Ukrainian experts have already been able to eavesdrop on thousands of conversations between the Russian soldiers and the home front. They studied the conversations, looked for information, and then made it public.

The conversations were forwarded by the Ukrainian army to The Guardian to paint a picture of the attitude of the Russian armed forces. “The magnitude of the talks that have taken place gives a very clear picture of the weaknesses of the Russian army,” said a former Kremlin defense official in the British newspaper, who wished to remain anonymous.

‘We drink water from puddles’

“No one gives us anything to eat, mom,” complains Andrey, a Russian soldier who was at the front in the eastern Ukrainian city of Lyman on November 8. He decided to ignore his superiors’ orders and call his mother from an unapproved phone. “Our stock is shit, to be honest. We collect water from puddles, strain it and drink it.” He also says that the promised ammunition to turn the battle was nowhere to be found. “Where are the missiles that Putin bragged about?” he wonders.

The soldier assures his mother that everything would be fine. “I always prayed mom, every morning,” he says. The Guardian later contacted the mother, who said that Andrey was still not with her. Then she burst into tears and put the phone down.

“Security has always been a mess, both in the military and among defense officials,” said the anonymous defense source. Especially in the early period of the war, the lack of security surrounding Russian communications was so great that even amateurs could pick up conversations about strategy between military commanders, thanks to the military’s use of open radio frequencies.

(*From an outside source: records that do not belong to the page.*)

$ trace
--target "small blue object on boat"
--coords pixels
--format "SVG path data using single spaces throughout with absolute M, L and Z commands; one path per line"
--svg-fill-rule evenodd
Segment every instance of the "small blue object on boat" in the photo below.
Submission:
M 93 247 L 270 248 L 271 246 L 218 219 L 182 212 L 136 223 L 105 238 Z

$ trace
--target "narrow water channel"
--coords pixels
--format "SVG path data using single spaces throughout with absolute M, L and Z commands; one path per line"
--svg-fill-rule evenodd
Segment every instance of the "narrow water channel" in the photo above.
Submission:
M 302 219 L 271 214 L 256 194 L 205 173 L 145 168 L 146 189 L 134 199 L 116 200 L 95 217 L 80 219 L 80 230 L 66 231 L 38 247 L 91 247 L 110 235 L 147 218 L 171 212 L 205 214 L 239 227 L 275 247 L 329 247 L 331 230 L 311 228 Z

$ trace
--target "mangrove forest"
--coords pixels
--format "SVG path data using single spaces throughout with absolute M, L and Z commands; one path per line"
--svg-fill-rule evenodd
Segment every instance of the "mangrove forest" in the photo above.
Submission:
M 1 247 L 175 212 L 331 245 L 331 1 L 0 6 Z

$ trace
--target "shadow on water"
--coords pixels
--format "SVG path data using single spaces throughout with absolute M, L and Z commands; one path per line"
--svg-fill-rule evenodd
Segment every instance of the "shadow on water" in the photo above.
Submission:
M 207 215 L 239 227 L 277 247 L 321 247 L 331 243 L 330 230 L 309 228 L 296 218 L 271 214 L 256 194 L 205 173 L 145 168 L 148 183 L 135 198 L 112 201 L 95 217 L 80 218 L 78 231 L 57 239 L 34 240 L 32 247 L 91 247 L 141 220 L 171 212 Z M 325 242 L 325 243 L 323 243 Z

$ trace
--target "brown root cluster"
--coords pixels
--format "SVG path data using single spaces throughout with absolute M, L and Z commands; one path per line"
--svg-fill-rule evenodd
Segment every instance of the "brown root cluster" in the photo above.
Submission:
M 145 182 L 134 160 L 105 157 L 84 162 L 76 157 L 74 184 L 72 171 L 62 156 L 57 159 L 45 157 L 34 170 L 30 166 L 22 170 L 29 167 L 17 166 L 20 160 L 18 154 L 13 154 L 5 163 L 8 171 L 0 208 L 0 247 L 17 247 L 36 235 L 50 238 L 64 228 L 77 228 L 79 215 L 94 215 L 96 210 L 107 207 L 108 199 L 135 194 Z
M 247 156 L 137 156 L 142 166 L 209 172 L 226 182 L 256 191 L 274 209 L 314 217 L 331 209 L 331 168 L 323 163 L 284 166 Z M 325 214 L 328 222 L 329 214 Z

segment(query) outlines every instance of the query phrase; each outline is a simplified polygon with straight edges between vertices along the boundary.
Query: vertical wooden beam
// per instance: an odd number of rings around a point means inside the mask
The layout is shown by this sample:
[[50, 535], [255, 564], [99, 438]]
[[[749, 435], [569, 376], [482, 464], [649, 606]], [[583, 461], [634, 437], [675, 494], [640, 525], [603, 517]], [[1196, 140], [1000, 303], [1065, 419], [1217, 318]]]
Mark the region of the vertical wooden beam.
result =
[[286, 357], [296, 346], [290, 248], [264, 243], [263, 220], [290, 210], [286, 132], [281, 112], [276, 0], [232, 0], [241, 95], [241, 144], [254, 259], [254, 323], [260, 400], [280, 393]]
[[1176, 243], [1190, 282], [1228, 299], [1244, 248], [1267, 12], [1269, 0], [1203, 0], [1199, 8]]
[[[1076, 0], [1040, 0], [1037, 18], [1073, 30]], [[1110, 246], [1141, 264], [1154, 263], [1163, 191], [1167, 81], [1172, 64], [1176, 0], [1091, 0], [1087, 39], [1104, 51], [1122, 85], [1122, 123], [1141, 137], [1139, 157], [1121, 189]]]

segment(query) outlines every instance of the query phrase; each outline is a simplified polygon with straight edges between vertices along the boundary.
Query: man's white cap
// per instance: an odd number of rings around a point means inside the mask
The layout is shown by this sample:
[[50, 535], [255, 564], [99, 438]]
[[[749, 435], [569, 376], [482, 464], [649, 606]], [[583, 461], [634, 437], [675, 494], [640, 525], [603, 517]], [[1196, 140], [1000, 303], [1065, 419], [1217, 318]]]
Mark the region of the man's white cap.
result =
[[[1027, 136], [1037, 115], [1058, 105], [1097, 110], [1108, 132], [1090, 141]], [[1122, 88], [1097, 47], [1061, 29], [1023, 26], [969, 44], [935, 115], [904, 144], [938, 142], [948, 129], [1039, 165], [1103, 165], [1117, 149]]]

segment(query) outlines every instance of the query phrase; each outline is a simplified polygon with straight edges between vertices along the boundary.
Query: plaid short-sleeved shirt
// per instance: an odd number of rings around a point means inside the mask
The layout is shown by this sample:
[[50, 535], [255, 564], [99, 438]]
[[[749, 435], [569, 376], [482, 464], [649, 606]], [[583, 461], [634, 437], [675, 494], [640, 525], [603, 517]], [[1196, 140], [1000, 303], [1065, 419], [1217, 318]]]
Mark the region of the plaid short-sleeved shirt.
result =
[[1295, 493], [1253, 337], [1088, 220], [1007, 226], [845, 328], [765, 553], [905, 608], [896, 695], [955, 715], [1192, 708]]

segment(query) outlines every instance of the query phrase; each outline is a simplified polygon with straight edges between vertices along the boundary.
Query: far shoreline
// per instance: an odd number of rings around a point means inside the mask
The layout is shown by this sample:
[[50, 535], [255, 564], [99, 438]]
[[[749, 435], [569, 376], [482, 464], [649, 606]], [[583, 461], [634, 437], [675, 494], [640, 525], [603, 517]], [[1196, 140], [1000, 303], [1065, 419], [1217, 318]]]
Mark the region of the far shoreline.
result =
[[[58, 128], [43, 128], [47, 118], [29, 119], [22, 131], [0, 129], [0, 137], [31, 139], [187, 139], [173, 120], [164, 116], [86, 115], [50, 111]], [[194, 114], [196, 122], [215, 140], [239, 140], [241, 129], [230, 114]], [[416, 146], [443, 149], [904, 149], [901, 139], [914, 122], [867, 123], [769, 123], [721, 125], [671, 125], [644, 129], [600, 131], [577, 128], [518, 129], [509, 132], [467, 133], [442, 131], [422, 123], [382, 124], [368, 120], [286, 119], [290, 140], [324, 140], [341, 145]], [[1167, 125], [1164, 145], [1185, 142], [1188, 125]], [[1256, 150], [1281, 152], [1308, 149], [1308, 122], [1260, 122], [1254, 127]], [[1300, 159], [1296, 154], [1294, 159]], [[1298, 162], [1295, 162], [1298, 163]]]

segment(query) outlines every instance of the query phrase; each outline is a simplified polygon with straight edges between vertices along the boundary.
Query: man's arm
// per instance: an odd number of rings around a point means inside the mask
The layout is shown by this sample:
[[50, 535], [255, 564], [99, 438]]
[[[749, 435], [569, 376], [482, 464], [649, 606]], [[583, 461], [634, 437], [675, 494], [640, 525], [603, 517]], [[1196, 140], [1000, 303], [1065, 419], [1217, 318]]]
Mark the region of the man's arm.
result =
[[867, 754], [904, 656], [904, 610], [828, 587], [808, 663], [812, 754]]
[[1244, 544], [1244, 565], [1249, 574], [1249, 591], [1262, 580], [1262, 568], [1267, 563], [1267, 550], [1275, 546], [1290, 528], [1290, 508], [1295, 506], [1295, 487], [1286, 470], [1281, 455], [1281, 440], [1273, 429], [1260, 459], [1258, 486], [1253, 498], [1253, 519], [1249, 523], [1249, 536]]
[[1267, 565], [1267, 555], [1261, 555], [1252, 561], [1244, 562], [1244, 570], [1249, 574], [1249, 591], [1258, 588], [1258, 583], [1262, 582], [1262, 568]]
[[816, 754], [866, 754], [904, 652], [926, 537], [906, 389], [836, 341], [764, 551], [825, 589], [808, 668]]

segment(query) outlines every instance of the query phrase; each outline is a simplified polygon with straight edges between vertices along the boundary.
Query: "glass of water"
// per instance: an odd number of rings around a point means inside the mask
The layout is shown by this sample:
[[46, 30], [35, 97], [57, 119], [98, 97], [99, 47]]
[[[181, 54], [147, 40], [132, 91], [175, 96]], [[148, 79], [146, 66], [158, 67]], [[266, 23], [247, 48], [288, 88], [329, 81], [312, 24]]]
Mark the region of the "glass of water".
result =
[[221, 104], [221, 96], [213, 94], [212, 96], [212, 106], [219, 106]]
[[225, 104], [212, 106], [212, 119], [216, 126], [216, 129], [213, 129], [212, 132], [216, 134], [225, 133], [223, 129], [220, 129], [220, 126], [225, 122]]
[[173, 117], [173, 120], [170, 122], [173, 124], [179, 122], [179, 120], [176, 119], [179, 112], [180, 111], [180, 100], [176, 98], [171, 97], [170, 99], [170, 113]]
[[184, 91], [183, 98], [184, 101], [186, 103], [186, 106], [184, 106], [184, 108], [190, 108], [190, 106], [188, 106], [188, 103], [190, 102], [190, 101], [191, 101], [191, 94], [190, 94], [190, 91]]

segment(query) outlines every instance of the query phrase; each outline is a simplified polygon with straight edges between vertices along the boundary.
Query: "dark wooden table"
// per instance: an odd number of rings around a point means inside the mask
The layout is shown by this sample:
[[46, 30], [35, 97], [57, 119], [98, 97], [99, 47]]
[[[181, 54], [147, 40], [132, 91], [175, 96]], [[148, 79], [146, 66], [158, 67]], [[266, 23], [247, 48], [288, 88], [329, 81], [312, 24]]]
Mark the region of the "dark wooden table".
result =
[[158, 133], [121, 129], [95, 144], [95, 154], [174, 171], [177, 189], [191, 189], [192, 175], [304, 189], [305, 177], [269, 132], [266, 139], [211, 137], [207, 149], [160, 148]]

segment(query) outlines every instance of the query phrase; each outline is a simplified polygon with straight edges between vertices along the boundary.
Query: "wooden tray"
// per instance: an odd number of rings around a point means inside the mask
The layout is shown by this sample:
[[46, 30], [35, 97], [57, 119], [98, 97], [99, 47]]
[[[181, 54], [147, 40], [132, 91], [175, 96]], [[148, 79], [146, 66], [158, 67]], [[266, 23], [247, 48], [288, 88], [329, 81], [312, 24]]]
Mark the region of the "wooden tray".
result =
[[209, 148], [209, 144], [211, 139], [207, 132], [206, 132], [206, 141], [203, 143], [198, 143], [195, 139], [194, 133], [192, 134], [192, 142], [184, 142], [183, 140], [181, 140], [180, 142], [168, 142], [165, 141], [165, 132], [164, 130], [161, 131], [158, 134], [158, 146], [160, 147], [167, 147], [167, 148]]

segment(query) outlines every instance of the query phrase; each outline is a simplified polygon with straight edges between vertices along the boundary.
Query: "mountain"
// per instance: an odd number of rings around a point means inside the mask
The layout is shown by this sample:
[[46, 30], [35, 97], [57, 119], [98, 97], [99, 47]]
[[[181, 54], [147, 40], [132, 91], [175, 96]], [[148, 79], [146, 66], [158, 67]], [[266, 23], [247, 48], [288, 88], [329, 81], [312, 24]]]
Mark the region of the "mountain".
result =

“In 2013, for example, they tried to get all Defense Department personnel to replace our iPhones with Russian-made smartphones. But everyone just kept using their iPhone as a second phone because it was much better. In the end, the ministry gave up and stopped caring. If the top doesn’t take security very seriously, how can you expect discipline in the military?”

‘Reinforcements? No. Communication? No.’

The British newspaper also obtained a conversation between a father and colleagues of his fallen son Andrei, on November 6. “Reinforcements? No. Communication? No,” a soldier responded to the grieving parent’s questions. “They told us not to withdraw. Otherwise we could be shot.”

According to cyber expert Dmitry Alperovich, security has been tightened to some extent, but many soldiers still take mobile phones to the front to talk to their families. “They are either intercepted when they go through a Ukrainian telecommunications provider, or by air. That does not pose much of a problem for the Ukrainian security services.”

‘We could all be slaughtered’

In a third conversation on October 26, a soldier in the Donetsk region tells his wife how he and three others fled “the bloodshed” and how he considered surrendering. “I’m in a sleeping bag, all wet and coughing,” he said. “We could all be butchered.”

“Even now, we see soldiers continue to use social media and tell their wives and mothers about the war, sometimes exposing their location,” the anonymous defense source said. “There is simply no discipline and it will only get worse now that they have mobilized 300,000 people who will hardly be trained. Mobilized soldiers will be terrified of being in a war zone, and of course they will try to call home.”

Because the Ukrainian army has been trained by NATO for years, it is according to The Guardian not equally susceptible to such large-scale interception of conversations.